He arrived an hour later than planned because it was so damn hard for him to leave his apartment. He also told me that, as he got near my neighborhood, he was reminded of the 2 years he spent in a nearby treatment facility for his challenges. He broke down crying in his car as he circled my neighborhood, reliving the pain of the past, fearing the pain of the future.
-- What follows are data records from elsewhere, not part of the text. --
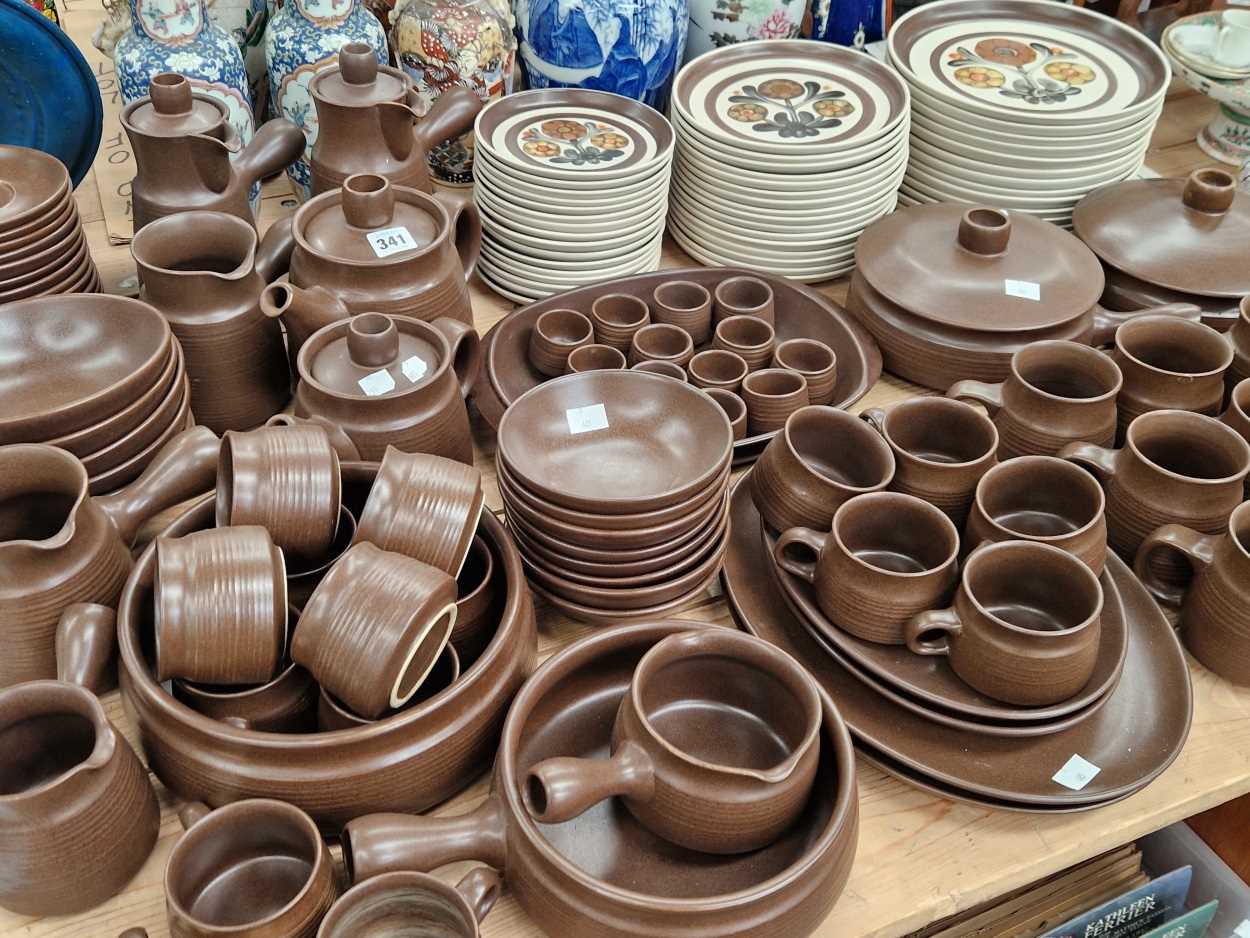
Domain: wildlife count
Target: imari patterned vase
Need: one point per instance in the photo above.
(303, 38)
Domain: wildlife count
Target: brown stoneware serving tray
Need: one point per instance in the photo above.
(1131, 739)
(603, 874)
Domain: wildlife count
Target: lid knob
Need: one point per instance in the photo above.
(985, 230)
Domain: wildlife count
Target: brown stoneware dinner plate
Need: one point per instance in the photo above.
(1131, 739)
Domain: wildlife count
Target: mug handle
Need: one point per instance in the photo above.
(1199, 549)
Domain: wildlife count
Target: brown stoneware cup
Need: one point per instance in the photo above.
(1024, 628)
(1215, 610)
(1056, 393)
(616, 317)
(750, 337)
(414, 904)
(770, 397)
(1044, 499)
(555, 334)
(284, 479)
(684, 304)
(941, 449)
(730, 791)
(375, 627)
(743, 297)
(661, 342)
(251, 868)
(220, 599)
(886, 558)
(424, 507)
(821, 458)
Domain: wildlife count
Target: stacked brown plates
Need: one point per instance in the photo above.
(43, 249)
(98, 375)
(614, 485)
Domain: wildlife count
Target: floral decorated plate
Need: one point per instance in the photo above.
(790, 96)
(1031, 61)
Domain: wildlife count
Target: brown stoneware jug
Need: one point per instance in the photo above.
(183, 144)
(201, 270)
(59, 545)
(368, 121)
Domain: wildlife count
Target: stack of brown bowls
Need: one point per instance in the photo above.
(43, 248)
(614, 485)
(100, 377)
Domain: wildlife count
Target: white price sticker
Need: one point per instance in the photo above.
(390, 240)
(593, 417)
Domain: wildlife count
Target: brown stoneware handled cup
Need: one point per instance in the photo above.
(730, 791)
(1024, 628)
(1215, 610)
(255, 867)
(888, 558)
(941, 449)
(415, 904)
(375, 627)
(820, 459)
(1056, 393)
(220, 607)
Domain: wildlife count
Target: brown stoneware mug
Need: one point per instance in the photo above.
(375, 627)
(1024, 628)
(1044, 499)
(821, 458)
(941, 449)
(1215, 610)
(250, 868)
(730, 791)
(284, 479)
(1056, 393)
(886, 558)
(424, 507)
(414, 904)
(220, 607)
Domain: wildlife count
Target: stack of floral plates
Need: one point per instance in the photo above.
(573, 188)
(1024, 104)
(786, 150)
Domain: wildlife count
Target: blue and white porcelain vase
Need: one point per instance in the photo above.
(631, 48)
(303, 38)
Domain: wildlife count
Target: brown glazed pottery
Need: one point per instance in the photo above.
(941, 449)
(284, 479)
(419, 758)
(368, 121)
(78, 813)
(1056, 393)
(396, 904)
(1045, 499)
(1215, 610)
(1025, 624)
(188, 155)
(250, 868)
(374, 628)
(391, 380)
(60, 545)
(604, 874)
(821, 458)
(886, 558)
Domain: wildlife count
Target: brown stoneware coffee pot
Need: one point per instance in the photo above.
(184, 143)
(203, 272)
(369, 123)
(59, 545)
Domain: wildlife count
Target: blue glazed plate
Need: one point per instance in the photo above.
(49, 99)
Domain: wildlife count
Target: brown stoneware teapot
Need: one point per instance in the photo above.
(183, 146)
(368, 121)
(201, 270)
(59, 545)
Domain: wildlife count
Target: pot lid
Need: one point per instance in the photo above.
(1183, 234)
(979, 268)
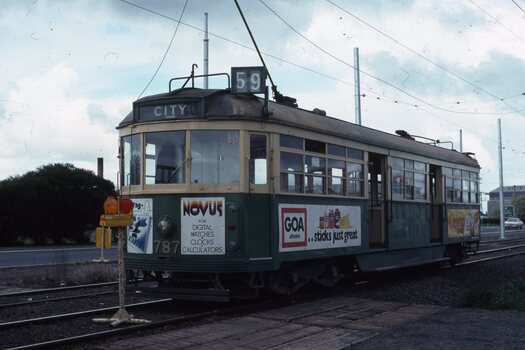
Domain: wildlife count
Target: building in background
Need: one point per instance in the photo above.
(509, 194)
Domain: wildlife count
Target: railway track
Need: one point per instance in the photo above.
(36, 296)
(164, 313)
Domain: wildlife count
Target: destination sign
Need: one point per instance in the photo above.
(178, 110)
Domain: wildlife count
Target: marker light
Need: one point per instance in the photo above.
(111, 205)
(126, 205)
(165, 226)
As it often did, our conversation turned to the topic of death. We had shared many conversations, some light-hearted and funny, some somber and scary, about wanting to just be done with our brutal brains. I remember laughing hysterically as we mocked people who express concern for our nutritional habits or our affinity for tobacco products. He told the story of a girl in college who approached him while he was smoking a cigarette and said, “You know those will kill you, right?!” He re-enacted his hyperbolic reaction: he bolted out of his seat, threw down his cigarette and said, “Oh my God! You’re right! Thank you so much for telling me!” and then he gave the girl a giant, derisive hug. She called him an asshole and walked away. (Oh, how I wish I had the guts to do something like that just once!) But even after telling me that story, Riley’s deep compassion won the day, and he became his normal, soft-spoken person quickly, saying, “I shouldn’t have done that,” with real sadness in his voice for treating this girl “unkindly.”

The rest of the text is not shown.